An entire family won’t usually be permitted to file together as a group. Instead, a personal representative may be chosen to represent the interests of the decedent’s estate in the lawsuit. Although the personal representative represents the estate in court, he or she may not receive the award for damages. Typically, the damages are divided up in accordance with the decedent’s will.
Who Can and Cannot be Sued in a Wrongful Death Lawsuit?
A wrongful death lawsuit can be filed against an individual, a business or corporation, or a government agency. In some cases, a wrongful death complaint may name several defendants, depending on the wrongful death lawyer Savannah Ga working for your family. In regards to a traffic accident that resulted in the death of an individual, the other drivers might be named as defendants, as well as the designer of the road on which the accident occurred, a government agency for failing to provide adequate safety warnings, and the manufacturers of the vehicles involved. If the at-fault driver was intoxicated, the establishment at which he had been served drinks might also be named.
Under some state laws, government agencies and employees of those agencies may be immune from being named in wrongful death lawsuits. The nature of the death may also establish immunity. For instance, Mutual Pharmaceutical Co., Inc. v. Bartlett determined that the maker of a generic prescription drug cannot be sued for wrongful death for selling an alleged “unreasonably dangerous” drug when the FDA had already approved the brand name of the same drug.
What Damages Can be Recovered?
There are many different types of damages a family can be awarded in a wrongful death lawsuit. They will likely receive damages to cover medical bills and burial expenses and lost wages, which estimates the total money the decedent would have earned within his or her lifetime. Compensatory damages to reimburse the family for the pain and suffering caused by the loss of the individual may also be awarded.
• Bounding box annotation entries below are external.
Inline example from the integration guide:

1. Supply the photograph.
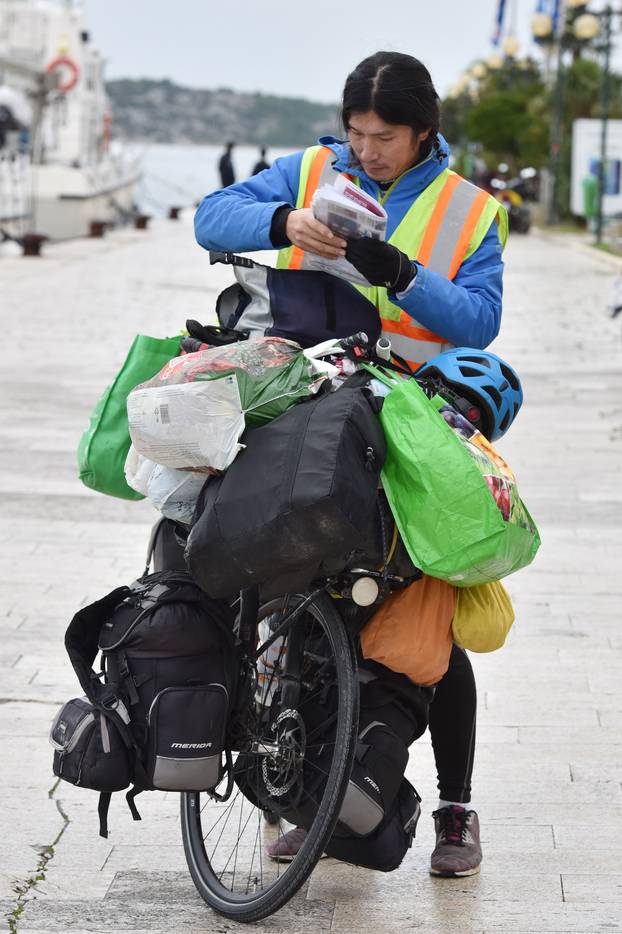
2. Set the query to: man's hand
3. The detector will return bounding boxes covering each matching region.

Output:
[285,208,346,259]
[346,237,417,292]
In some cases, a jury may also award punitive damages. This is a sum applied more to punish the defendant than to compensate the plaintiff. Typically, this is an amount significant enough to cause a burden to the defendant, especially where the defendant is a corporation or government agency.
How Does Probate Affect a Wrongful Death Settlement?
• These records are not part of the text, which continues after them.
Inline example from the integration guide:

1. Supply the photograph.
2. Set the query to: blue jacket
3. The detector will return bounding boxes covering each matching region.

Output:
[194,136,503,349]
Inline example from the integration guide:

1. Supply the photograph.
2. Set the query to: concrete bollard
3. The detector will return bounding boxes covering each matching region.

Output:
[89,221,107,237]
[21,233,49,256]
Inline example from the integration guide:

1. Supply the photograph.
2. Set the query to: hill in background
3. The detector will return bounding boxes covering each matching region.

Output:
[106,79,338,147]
There is a statute of limitations on filing a wrongful death lawsuit and, for most states, that limit is two years. For that reason, probate may be well underway by the time a wrongful death lawsuit goes through the trial process and reaches a verdict. Typically, those receiving a portion of the settlement may not be the same individuals named as beneficiaries in the will. A damages award is generally divided up between a surviving spouse and surviving children, while beneficiaries in a will may also include close friends or other relatives. Call Tate law group for a wrongful death lawyer Savannah GA working with the personal representative can best explain the state’s probate law as it relates specifically to the family’s case.